Robert Mac Liam Wilson, Ripley Bogle

Parmi les ingrédients de cette irrésistible fable campant les déambulations et les élucubrations d’un vagabond tantôt brillant, tantôt bon à rien, on relève un sens comique inimitable, une verve phénoménale et une once de cynisme doux. Le tout donne un grand bol d’air frais absolument délectable, qui fera la nique au pessimisme le plus brut. A lire absolument lorsque la morosité guette!

 

Dans ce roman foisonnant, en partie autobiographique, Robert Mac Liam Wilson réinvente sa propre vie, avec la plume alerte et l’humour british qui sont sa marque de fabrique.

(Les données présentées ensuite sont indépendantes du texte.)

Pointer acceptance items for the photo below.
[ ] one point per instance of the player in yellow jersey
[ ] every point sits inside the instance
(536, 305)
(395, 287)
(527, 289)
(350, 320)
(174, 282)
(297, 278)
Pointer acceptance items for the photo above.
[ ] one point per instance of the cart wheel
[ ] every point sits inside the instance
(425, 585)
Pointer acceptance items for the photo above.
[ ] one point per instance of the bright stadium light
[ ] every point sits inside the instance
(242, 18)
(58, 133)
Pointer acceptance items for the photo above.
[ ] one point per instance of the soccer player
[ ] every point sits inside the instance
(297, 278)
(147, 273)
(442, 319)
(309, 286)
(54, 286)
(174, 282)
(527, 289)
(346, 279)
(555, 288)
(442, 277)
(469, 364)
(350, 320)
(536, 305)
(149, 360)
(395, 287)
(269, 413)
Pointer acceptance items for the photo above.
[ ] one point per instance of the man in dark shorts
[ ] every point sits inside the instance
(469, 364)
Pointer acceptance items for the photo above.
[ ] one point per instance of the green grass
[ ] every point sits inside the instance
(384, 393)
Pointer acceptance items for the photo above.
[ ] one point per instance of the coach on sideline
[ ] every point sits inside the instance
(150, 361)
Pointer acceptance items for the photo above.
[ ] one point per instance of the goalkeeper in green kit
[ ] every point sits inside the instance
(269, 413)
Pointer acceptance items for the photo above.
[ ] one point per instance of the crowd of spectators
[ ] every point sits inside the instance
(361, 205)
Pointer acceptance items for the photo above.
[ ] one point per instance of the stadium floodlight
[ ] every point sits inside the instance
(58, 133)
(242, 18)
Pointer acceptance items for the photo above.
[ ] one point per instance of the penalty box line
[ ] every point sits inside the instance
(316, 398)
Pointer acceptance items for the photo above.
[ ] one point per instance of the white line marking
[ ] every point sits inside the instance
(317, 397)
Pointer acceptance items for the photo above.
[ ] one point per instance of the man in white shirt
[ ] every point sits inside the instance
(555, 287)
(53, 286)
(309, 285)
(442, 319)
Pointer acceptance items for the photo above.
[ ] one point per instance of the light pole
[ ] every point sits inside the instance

L’auteur d’origine nord-irlandaise conte les pérégrinations de Ripley Bogle dans le Londres du «thatchérisme» triomphant. On suit ce sans-abri catholique, crasseux, affamé et désargenté durant quatre journées qui s’écoulent «dans la vérité sibérienne d’un mois de juin anglais». A chaque instant, le pauvre hère «risque de basculer et de mourir d’inanition pure et simple, alors [qu’il] se trouve à moins de trois cents mètres du Palais de Buckingham». Comme il a beaucoup de temps à disposition et peu de distractions, Ripley Bogle raconte, en un  monologue débordant de digressions loufoques et de réflexions teintées de bon sens, sa difficile jeunesse dans les quartiers défavorisés et ultra politisés de Belfast, sa fuite forcée pour l’Angleterre et les accidents de la vie qui l’ont conduit à se retrouver dans la rue. Le tout est entrecoupé d’histoires d’amour impossibles, comme celle avec Deirdre, une jeune protestante de Belfast (il doit renoncer à cette relation, sous peine de se faire «trouer» les genoux par un oncle proche de l’IRA), ou celle avec Laura, une bourgeoise anglaise qu’il a rencontrée durant son bref séjour à l’Université de Cambridge (il en sera exclu pour conduite peu en phase avec le standing du lieu…).  

 

Si Ripley Bogle échoue dans les rues londoniennes, il le doit en partie à un milieu familial pour le moins peu propice au développement harmonieux d’un enfant: «Après ma naissance, ma mère, Mme Betty Bogle, fut assaillie par la culpabilité. Elle avait convolé en justes noces un mois seulement avant ma naissance, mettant ainsi une fin prématurée à une carrière prometteuse et fort convenable de prostituée de bas étage et elle considéra que mon statut illégitime accentuait grandement mon aspect grotesque. Mon père, M. Bobby Bogle, acquiesça de tout cœur aux dires de ma brave maman. Cet ancien boulanger était un chômeur assidu, doté d’une réserve d’alcool miraculeusement inépuisable et de la conviction inébranlable de s’être marié en dessous de son rang. […] Les études approfondies de mon père dans le domaine de la dipsomanie devinrent de plus en plus absorbantes au fil des ans. Renonçant même à la perspective la plus vague de la recherche d’un emploi, il devint un ivrogne talentueux et à plein temps.» Quant à eux, ses sept frères «avaient hérité de la plupart des caractéristiques Bogle: bêtise incommensurable et délits mineurs. Georges, le cadet, battit plusieurs records familiaux en se faisant enregistrer ses empreintes digitales au poste de police à l’âge de huit ans. Il fut toujours le préféré du clan, un garçon plein de promesses.» Pour parachever le tout, les jeunes années du vagabond dandy furent marquées par le conflit sanglant qui embrasait l’Ulster: «Le Conflit de l’Irlande du Nord contribua grandement à animer mes jeunes années. […] J’ai passé une bonne partie de mon enfance à voir des choses que je n’aurais pas dû voir et à prendre connaissance de notions désagréables qui auraient sans doute pu attendre une bonne décennie avant d’entrer en scène dans ma vie. Le meurtre, la violence, le sang, les tripes et cent autres traits de la vie politique irlandaise ont tendance à freiner le développement d’un jeune être, comme vous pouvez l’imaginer. On comprend effectivement que le jeune Ripley ait préféré plier baluchon pour tenter sa chance à Londres, une ville - a priori - plus accueillante que Belfast…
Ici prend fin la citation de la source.